S Group's Prisma chain, which operates in Estonia, ceased the purchase of Russian items last Friday.
Fellow Finnish retailer Kesko said that it has 'decided to stop purchasing Russian products and exporting food to Russia', in response to what it described as an 'appalling situation' in Ukraine.
Kesko withdrew its operations from Russia between 2016 and 2018, adding that since that period, its purchases from the country have been 'very small'.
Polish wholesaler Eurocash has also announced that it has suspended the purchase and sale of Russian and Belarusian products, with sales halting on 28 February.
In a statement, the group said that products from both countries have 'disappeared from the shelves of the cash and carry warehouse and from the offering of eurocash.pl and Eurocash Franczyza, the operator of the Delikatesy Centrum chain'.
Its Frisco, Duży Ben and Kontigo banners are also taking part in the boycott.
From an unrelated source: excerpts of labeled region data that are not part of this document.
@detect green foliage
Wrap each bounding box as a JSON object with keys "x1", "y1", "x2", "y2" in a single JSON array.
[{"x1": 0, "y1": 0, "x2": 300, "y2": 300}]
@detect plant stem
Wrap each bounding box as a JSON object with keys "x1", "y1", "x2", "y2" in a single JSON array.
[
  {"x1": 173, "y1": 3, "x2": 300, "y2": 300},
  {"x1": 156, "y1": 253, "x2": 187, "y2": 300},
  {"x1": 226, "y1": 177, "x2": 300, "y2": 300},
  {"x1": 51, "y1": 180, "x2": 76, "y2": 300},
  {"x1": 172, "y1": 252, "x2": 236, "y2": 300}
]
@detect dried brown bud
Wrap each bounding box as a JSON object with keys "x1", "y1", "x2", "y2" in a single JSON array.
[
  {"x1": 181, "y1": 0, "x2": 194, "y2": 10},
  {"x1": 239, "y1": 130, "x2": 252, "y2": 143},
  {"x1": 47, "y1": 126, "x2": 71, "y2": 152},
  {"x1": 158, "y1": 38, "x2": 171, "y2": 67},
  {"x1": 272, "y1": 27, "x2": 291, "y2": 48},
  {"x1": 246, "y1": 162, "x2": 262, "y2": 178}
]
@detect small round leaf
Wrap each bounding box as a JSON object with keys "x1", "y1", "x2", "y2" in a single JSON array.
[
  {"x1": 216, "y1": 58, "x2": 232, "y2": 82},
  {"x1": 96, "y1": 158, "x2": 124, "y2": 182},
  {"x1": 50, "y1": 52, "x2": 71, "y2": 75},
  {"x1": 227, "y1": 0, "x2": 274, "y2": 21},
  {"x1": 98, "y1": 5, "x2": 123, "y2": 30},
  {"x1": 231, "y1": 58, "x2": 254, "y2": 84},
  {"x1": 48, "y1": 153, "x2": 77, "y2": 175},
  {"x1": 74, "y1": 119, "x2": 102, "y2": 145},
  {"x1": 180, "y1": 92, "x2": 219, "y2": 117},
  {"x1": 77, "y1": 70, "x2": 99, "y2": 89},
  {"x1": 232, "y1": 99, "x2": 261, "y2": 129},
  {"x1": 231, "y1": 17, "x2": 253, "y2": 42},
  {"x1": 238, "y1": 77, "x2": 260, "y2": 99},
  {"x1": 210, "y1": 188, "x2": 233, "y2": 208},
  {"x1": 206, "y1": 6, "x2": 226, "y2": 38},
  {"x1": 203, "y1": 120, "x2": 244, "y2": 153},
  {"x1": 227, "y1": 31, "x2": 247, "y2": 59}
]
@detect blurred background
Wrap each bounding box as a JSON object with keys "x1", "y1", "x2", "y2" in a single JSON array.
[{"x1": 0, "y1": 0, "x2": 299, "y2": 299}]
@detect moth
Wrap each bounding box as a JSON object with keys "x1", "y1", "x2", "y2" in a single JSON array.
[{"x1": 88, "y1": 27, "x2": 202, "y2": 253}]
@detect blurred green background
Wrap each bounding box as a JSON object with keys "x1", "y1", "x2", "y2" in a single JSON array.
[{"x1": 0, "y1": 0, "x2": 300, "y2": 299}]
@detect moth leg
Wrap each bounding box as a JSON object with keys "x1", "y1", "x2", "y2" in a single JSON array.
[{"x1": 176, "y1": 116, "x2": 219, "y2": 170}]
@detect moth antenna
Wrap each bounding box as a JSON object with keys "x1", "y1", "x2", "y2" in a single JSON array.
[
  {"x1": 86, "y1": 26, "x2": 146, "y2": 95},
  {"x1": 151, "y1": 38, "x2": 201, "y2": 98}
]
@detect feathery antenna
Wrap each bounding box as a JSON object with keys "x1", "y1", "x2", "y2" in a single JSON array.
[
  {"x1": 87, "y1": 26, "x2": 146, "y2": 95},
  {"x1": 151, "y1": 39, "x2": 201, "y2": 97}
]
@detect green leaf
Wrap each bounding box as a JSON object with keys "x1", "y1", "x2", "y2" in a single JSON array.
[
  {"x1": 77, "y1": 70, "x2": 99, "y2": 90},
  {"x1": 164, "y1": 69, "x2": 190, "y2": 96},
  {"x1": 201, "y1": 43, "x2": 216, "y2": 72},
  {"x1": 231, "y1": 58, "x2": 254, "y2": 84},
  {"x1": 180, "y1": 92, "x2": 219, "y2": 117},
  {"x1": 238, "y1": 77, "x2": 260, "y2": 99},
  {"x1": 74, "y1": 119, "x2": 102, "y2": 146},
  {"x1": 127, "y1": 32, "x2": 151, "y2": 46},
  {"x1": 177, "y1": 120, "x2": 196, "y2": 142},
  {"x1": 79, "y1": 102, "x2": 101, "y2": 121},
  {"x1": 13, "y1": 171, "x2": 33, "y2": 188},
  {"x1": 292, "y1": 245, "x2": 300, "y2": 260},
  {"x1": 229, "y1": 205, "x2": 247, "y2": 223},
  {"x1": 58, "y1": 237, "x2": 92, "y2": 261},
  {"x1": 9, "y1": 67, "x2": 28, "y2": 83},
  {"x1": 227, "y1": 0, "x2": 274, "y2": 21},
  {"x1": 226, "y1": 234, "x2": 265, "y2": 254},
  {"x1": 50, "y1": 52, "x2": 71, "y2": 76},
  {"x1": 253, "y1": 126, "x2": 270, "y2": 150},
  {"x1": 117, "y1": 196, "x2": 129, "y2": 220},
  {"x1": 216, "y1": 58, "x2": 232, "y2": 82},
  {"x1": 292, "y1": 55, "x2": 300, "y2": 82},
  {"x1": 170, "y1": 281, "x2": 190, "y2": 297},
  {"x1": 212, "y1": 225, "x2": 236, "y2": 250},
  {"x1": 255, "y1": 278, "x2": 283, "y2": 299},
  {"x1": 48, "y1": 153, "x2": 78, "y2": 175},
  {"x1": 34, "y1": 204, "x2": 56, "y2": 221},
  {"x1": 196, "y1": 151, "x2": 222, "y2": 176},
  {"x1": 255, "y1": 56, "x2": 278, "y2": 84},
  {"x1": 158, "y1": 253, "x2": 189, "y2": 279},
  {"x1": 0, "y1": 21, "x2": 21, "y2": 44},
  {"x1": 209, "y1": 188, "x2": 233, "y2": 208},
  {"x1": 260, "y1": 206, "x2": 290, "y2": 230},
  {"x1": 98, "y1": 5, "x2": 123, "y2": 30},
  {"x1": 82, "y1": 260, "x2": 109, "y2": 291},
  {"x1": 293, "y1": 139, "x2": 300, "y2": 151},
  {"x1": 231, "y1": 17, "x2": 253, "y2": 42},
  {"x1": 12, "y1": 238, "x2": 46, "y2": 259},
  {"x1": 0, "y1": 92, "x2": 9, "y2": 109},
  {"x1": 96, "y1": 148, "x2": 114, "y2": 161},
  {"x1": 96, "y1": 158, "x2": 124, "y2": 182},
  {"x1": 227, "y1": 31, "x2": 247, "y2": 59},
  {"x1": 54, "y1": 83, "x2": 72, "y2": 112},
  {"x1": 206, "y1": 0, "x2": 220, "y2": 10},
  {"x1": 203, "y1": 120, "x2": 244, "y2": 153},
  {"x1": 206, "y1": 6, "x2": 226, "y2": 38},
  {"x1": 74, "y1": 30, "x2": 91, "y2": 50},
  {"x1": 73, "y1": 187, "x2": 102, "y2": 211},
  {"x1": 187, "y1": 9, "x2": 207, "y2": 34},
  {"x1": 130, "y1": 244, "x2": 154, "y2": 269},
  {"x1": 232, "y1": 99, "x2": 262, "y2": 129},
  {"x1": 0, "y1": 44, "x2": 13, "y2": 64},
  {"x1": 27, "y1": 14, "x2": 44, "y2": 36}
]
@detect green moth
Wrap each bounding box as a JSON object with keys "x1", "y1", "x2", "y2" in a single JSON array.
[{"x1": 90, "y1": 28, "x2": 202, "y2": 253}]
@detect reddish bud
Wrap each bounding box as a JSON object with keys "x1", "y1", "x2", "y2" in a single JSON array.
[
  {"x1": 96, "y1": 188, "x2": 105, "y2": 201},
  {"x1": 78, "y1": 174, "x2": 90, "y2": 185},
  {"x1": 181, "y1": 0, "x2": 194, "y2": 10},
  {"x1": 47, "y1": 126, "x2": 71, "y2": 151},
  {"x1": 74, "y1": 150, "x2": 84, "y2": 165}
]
Elsewhere, Maxima Latvija has suspended the purchase of products manufactured in Russia and Belarus, removing these products from its in-store range, in keeping with the common position held by other firms in the Maxima Groupe.
The group said that it did not expect the announcement to affect its assortment that much, noting that "the context of the COVID-19 pandemic has enabled us to make sure that, if necessary, Latvian manufacturers are able to provide a full range of goods and replace the range of imported goods."
It said that it will "continue to follow closely" developments with regard to the Ukraine-Russia conflict.
Denmark's Salling Group, which operates the Netto, Bilka and føtex banners, has also made the decision to remove all Russian-produced goods from its shelves.